US Federalism

The U.S. Federal System of Governance

What defines the U.S. political system of governance (much like its economic system) is competition.  Everything about the U.S. system of governance, from its bicameral legislature, to the indirect election of the President (by the Electoral College), to the jurisdictional sovereignty of the States, is designed to create competing spheres of jurisdiction, control, and supervision.

The framers feared the concentration of all government powers under one person (like the King of England that they rebelled against), so they designed a system of governance that requires both competition and mistrust among the constitutional actors involved.  In their mind, it was better for the government to do nothing then do something damaging that could not be undone.

When completion works properly (like in the case of the market) then the U.S. system of governance is at its best.  Present-day observes of political gridlock in Washington might find this statement inaccurate.  However, what most people forget is that the vision of the framers of the U.S. constitution has been twisted over time.

Most of the significant “checks and balances” of the U.S. constitution have been watered down.  The bicameral legislature which was supposed to represent the people and the State governments, no longer does (since Senators are also elected by the people and no longer appointed by State governments).  The most significantly diluted are the powers of the States to run most of their internal affairs.

Overall, the cornerstone of U.S. federalism is the horizontal and vertical separation of powers.  First, there is the complete separation of powers between the three branches at the national level, and the overlapping checks and balances.  Then, there is the division of powers and responsibilities between the national government and the States (sub-national governments).

Horizontal Separation of Powers

The great innovation of the U.S. constitution has to do with the separation of powers between the Legislative, Executive, and Judicial branches.  Unlike most parliamentary systems of governance, in the U.S. the Legislature is separate from the Executive (President) and the government administration.  In effect, the U.S. constitution states that a person cannot hold office in multiple branches of the government.  Therefore, a member of Congress cannot be a member of the Cabinet, and so on.

This innovation introduced an element of competition between the Legislative and the Executive branch, and it allowed for the Judiciary to develop (over a long time) a strong independent voice.

Bicameral Legislature

All legislative powers in the U.S. rest with Congress, which is made up of two legislative bodies: the House of Representatives and the U.S. Senate.  Although the House and the Senate represent different constituencies, and have some different functions, the underlying premise is that every legislature that is passed by one chamber must also be approved by the other chamber… unchanged.

This combination of two legislative chambers representing different constituents but having to approve every legislature as equals safeguards the nation from any abuse of power and produces sensible moderate legislative compromises.

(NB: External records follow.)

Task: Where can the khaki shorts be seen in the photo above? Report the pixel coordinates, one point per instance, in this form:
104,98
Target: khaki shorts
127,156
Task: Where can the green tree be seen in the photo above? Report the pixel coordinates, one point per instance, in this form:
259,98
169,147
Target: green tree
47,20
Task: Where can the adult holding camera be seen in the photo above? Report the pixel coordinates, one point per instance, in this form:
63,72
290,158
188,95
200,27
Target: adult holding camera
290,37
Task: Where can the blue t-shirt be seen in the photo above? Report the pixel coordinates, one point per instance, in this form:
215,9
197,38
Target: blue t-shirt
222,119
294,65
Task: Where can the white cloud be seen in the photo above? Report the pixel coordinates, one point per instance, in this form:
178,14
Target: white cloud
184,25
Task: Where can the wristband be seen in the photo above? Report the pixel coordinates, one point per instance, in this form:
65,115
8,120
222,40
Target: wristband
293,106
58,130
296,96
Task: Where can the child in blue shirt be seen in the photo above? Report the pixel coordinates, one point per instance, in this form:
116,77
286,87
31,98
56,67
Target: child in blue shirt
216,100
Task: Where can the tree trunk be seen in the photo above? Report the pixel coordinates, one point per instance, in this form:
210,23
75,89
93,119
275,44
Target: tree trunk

Another function for which the U.S. Congress is infamous for is its oversight responsibility.  The U.S. Legislature, both the House and the Senate, through the many Congressional Committees and Sub-Committees, take their responsibility to ‘question and investigate’ the executive branch very seriously.

Vertical Separation of Powers

On the other hand, because the United States was formed from the bottom up as a revolution of semi-autonomous colonies (states), they retained a great deal of power and responsibility to manage their internal affairs.  Of course, over time, in the constant struggle for political control between the four main center of power under the U.S. constitution (the President, Congress, the Supreme Court, and the States), the States have been the ones which lost part of their powers and responsibilities.

Non-the-less, States remain absolutely invaluable to the U.S. system of governance, because due to their much smaller size they can pursue policies and initiatives that are two risky or too expensive for the federal government.  The ‘laboratories of democracy’ as they have come to be known, States have been on the avant-guard of policy development, be it for economic or social issues.